What I miss is also not being on the periphery of people. Hugging and being in the same room with less space than 6 feet between us. The last time I shook a hand was the first week of March, a Shabbat dinner filled mostly with kindly people who I didn't know. I felt conflicted about the shaking but fastidiously washed my hands, and didn't touch my face, and ate white jackfruit wedges from a bowl. Scanning everyone's face around the long table I tried not to think about if anyone had COVID-19. My chest felt tight, as it had before at work in meetings sometimes, a feeling I ascribed to bad posture, sitting too rigidly on a backless chair; the feeling made me fidget uncontrollably, trying to configure my body into a more comfortable position. I felt warm and ungainly and wished I'd taken off my sweater, wondered if it was possible to slide off my black fold-out chair and onto the floor.

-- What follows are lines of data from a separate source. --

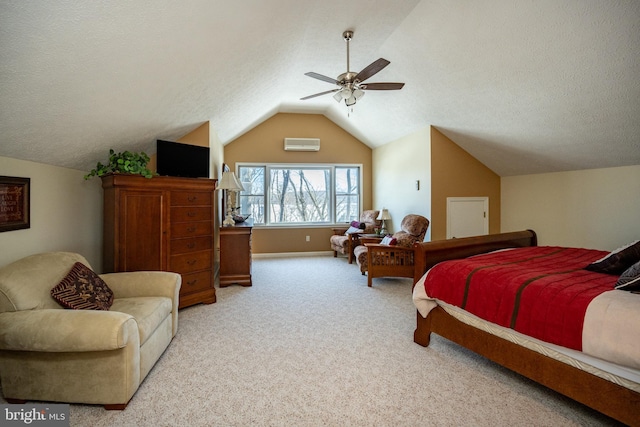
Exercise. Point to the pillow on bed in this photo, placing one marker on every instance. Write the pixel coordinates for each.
(617, 261)
(630, 279)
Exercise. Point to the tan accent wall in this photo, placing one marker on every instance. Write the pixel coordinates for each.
(455, 173)
(265, 144)
(398, 165)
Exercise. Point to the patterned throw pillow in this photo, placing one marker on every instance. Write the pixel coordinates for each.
(82, 289)
(630, 279)
(388, 240)
(617, 261)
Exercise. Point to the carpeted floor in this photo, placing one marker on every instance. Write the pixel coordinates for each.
(311, 345)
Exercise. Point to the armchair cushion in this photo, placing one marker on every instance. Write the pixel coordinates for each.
(48, 353)
(82, 289)
(57, 331)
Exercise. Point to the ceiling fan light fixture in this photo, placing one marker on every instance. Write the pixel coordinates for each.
(351, 86)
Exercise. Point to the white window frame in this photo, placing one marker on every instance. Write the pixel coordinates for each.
(332, 198)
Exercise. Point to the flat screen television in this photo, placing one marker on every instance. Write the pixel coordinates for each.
(184, 160)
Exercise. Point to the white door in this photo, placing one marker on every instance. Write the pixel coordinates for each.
(467, 216)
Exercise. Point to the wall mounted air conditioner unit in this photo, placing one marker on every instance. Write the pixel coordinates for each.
(302, 144)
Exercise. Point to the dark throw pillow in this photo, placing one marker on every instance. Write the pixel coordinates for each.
(617, 261)
(630, 279)
(82, 289)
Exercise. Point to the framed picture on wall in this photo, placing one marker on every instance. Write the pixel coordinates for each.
(14, 203)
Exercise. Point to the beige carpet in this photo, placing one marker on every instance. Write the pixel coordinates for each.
(311, 345)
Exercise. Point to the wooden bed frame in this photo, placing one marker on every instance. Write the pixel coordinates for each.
(606, 397)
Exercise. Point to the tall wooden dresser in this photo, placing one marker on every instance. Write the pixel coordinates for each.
(162, 223)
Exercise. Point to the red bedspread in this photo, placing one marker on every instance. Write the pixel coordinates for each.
(540, 291)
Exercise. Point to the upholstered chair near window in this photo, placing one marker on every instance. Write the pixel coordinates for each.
(393, 256)
(344, 239)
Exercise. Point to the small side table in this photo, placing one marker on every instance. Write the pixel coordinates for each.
(235, 254)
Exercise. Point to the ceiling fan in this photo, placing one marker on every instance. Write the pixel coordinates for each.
(351, 85)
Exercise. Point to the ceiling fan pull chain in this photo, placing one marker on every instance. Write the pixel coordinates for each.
(347, 40)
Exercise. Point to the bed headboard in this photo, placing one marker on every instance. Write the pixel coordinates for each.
(429, 254)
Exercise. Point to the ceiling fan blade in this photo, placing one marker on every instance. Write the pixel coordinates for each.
(382, 86)
(321, 77)
(372, 69)
(318, 94)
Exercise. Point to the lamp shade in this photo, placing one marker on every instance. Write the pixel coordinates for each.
(230, 182)
(384, 214)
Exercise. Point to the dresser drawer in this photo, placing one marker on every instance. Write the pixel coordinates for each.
(194, 282)
(191, 198)
(187, 213)
(180, 246)
(189, 262)
(191, 229)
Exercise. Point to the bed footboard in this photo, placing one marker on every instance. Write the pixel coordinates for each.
(604, 396)
(429, 254)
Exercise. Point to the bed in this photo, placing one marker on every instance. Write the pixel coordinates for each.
(519, 343)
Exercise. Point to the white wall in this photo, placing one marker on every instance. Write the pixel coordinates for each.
(597, 208)
(396, 168)
(66, 213)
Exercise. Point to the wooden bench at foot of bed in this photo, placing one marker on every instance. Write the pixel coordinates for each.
(597, 393)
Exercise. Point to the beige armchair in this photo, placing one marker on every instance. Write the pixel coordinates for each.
(397, 260)
(344, 242)
(49, 353)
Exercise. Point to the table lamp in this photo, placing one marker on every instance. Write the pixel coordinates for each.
(230, 184)
(384, 216)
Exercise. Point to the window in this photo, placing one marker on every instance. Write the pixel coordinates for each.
(300, 194)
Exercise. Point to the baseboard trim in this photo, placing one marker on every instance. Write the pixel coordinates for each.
(291, 254)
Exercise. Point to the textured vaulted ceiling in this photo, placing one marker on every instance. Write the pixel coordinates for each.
(525, 86)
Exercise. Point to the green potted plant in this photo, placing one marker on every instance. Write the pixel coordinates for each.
(124, 162)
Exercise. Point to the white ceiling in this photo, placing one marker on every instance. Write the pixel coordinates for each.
(525, 86)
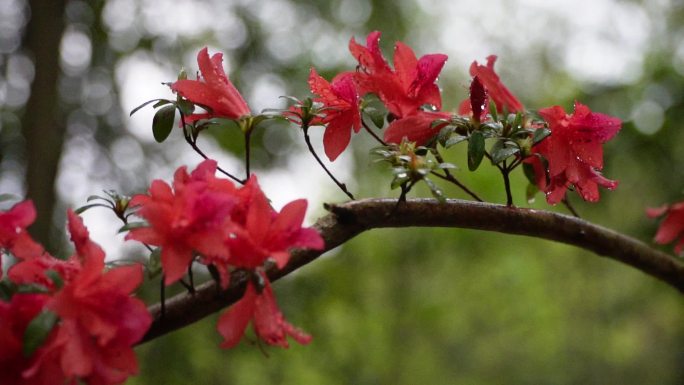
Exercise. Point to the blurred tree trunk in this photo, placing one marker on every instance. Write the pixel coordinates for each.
(43, 126)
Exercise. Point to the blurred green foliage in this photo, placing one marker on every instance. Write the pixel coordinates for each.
(422, 306)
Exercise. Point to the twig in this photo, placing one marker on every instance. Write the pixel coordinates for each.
(352, 218)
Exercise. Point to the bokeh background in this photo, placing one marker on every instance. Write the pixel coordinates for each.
(435, 306)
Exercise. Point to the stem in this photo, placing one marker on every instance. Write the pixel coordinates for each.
(191, 139)
(450, 178)
(248, 136)
(567, 204)
(368, 129)
(350, 219)
(342, 186)
(162, 298)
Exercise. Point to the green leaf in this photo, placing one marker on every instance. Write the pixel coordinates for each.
(540, 134)
(55, 278)
(132, 225)
(454, 139)
(185, 106)
(530, 192)
(8, 197)
(154, 267)
(475, 150)
(37, 331)
(7, 289)
(162, 124)
(501, 152)
(493, 112)
(376, 116)
(435, 190)
(82, 209)
(528, 170)
(143, 105)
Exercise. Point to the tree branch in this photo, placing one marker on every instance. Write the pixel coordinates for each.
(349, 219)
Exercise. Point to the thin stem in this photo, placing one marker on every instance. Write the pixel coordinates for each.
(162, 298)
(373, 134)
(248, 136)
(567, 204)
(339, 184)
(191, 139)
(450, 178)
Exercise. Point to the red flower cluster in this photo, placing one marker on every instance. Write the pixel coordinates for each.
(88, 319)
(574, 152)
(210, 219)
(215, 92)
(672, 227)
(405, 90)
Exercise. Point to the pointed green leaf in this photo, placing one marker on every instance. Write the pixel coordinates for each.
(493, 112)
(540, 134)
(475, 150)
(530, 192)
(501, 151)
(454, 139)
(37, 331)
(162, 124)
(133, 225)
(143, 105)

Before: not thinking so much about breathing. After: bounding up steps at the end of runs with the thought pounding my temples that This is a gift. Gratitude is good, I know, but not its cousin in my head: If my lungs turned to ground-glass opacity I couldn't walk across a room. 

Before: going to the doctor, casually, as good preventive medicine. After: risky exposure. That tightness in my chest didn't go away. A day or two after the Shabbat dinner, I was folding laundry in my bedroom. The sense that my lungs were being gripped and squeezed shut became so strong that I drifted into the kitchen and sat on the wooden bench at our dining table with my knees clutched to my chest. Thankfully, I had no cough or fever. There was no field on WebMD to put in the other symptoms: late-night doomscrolling on Twitter, my puffy eyes bathing in white-blue light, jerking awake with guilt about not messaging my grandparents on WeChat more, regarding texts from my mom -- always about COVID-19 -- with abject dread.

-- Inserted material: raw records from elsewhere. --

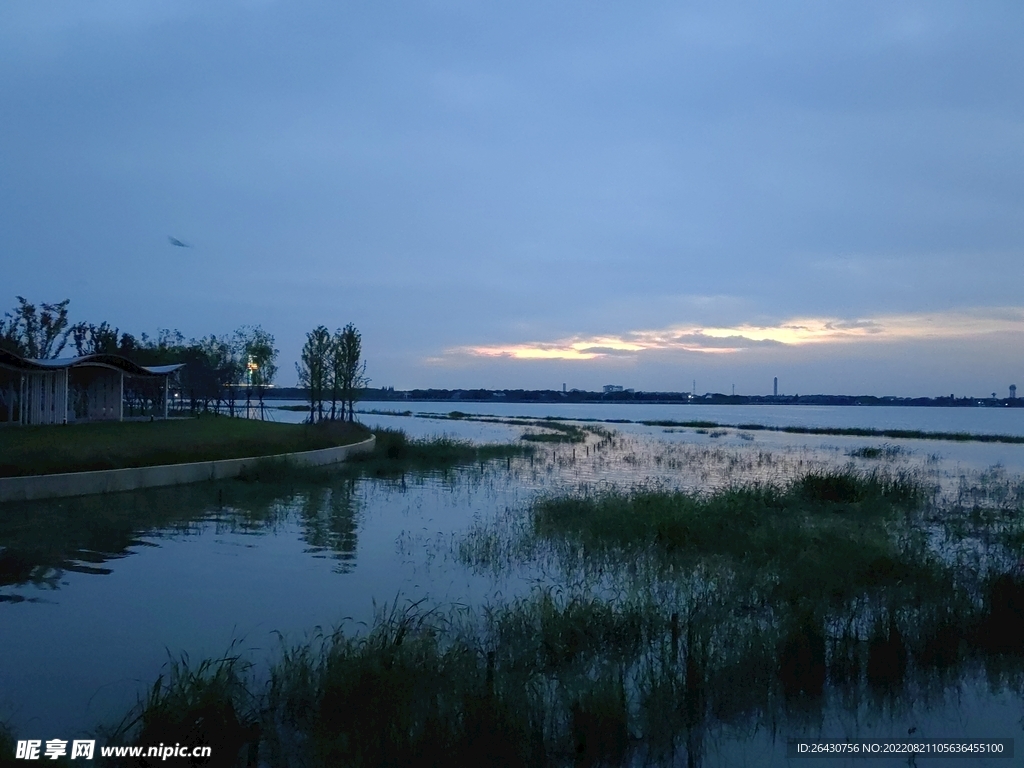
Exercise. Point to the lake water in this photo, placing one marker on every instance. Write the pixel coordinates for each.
(95, 593)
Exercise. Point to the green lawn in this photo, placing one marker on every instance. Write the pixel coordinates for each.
(80, 448)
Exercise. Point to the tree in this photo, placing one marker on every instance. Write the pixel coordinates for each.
(36, 333)
(90, 339)
(313, 369)
(260, 357)
(347, 368)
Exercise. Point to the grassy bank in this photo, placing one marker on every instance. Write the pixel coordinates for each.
(81, 448)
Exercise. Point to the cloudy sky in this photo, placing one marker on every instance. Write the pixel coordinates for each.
(521, 195)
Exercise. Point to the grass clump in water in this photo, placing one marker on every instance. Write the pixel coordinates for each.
(206, 705)
(394, 454)
(826, 535)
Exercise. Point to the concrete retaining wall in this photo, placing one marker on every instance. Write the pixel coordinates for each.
(111, 480)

To the symptoms I could enter -- the chest tightness, the feeling of not being able to take a deep-enough breath -- the internet told me (famous last words) that it could be anxiety or an aneurysm or an angina or a host of other things, on webpages that all ended with "See your doctor."

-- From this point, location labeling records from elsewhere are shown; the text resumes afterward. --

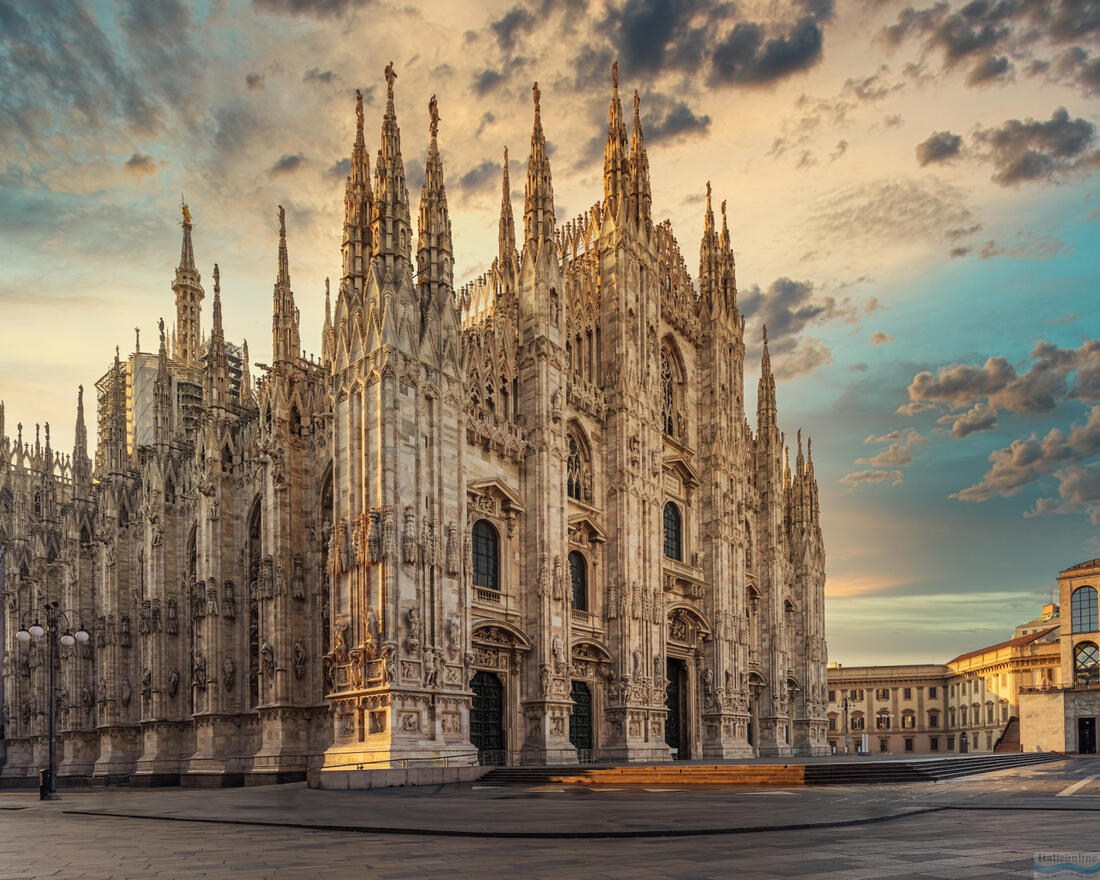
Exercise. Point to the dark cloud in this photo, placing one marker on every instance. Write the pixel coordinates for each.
(939, 146)
(862, 477)
(140, 165)
(1025, 461)
(321, 77)
(989, 68)
(481, 178)
(745, 56)
(998, 384)
(317, 9)
(515, 22)
(980, 417)
(287, 164)
(1038, 151)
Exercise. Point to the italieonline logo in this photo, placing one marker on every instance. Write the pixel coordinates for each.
(1066, 865)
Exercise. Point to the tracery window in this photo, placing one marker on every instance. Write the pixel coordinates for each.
(1086, 664)
(486, 554)
(673, 531)
(1084, 609)
(579, 578)
(579, 473)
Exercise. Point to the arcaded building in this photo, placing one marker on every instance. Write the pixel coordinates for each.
(526, 519)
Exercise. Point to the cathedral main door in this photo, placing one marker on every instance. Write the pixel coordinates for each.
(486, 717)
(673, 725)
(580, 722)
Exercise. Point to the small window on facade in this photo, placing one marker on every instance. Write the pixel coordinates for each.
(579, 576)
(1084, 606)
(673, 531)
(486, 554)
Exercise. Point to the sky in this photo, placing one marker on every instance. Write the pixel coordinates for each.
(913, 197)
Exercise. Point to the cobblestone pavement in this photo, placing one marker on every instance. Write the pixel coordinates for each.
(991, 827)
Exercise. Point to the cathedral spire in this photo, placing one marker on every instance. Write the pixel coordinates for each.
(435, 252)
(766, 391)
(538, 197)
(641, 197)
(391, 235)
(188, 290)
(616, 164)
(286, 344)
(358, 198)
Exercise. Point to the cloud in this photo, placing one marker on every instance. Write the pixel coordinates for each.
(1025, 461)
(317, 9)
(515, 22)
(894, 455)
(287, 164)
(980, 417)
(998, 384)
(864, 477)
(989, 68)
(938, 147)
(1038, 151)
(141, 165)
(321, 77)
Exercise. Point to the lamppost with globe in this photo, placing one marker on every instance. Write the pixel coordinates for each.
(57, 628)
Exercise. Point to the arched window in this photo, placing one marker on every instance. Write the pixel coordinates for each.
(1086, 664)
(486, 552)
(1084, 608)
(668, 394)
(579, 578)
(579, 474)
(673, 531)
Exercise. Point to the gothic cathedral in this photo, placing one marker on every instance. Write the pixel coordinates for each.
(526, 520)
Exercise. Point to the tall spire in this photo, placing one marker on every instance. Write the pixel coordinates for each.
(766, 391)
(641, 197)
(616, 164)
(189, 295)
(358, 198)
(391, 227)
(286, 344)
(435, 251)
(538, 201)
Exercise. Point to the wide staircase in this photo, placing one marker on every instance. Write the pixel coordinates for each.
(1010, 737)
(823, 773)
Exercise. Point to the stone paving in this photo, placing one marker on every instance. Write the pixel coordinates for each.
(963, 838)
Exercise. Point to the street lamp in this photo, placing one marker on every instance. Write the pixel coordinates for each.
(55, 618)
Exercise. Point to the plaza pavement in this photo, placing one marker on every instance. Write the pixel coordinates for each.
(977, 827)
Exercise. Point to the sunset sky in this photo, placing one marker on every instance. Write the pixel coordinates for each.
(913, 198)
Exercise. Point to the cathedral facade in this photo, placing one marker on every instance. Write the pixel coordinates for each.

I saw my doctor. She looked at me with busy sympathetic eyes and said, "Your oxygenation's 99%, that's pretty good, no one really gets 100%," and pressed the stethoscope against my skin. She spoke vaguely about trying yoga and meditation and prescribed a frightening pill, saying, "This isn't a solution for anxiety, it's more to see, you know, if it helps make the physical part go away. Take maybe half a tab -- a quarter, even -- because these are really strong." At home when I took the medication out of the wrinkled paper pharmacy bag, I marveled at how tiny the pills were, resting like breadcrumbs at the bottom of the orange prescription canister. I called my sister in a celebratory tone: I wasn't going to die. I pushed the breadcrumb pills into the bathroom cabinet, stacked alongside all the other things I've never used. Like a month's supply of ciprofloxacin, an antibiotic they give you in case you get the runs while you're jaunting around abroad. The first-aid kit from Costco that was a Christmas present from my parents (pragmatic souls), still shrink-wrapped.

I miss not inventorying the medical supplies in that bathroom cabinet to evaluate readiness for potentially recovering from a respiratory disease at home. But what I miss most about before is probably every other "before" I missed then: once, roaming the hills at night with whatever walking companion that heady year had delivered; once, tossing back mojitos in expat bars in Beijing with girlfriends from a language program; once, tearing around a friend's opulent house fueled by goat cheese on oven-toasted baguettes, making movies and binge-watching MacGyver; once, lying on Capitola Beach with summer camp friends licking a single ice cream cone, gleaming and turning sticky in our hands. Orpheus, in looking back, loses Eurydice a second time.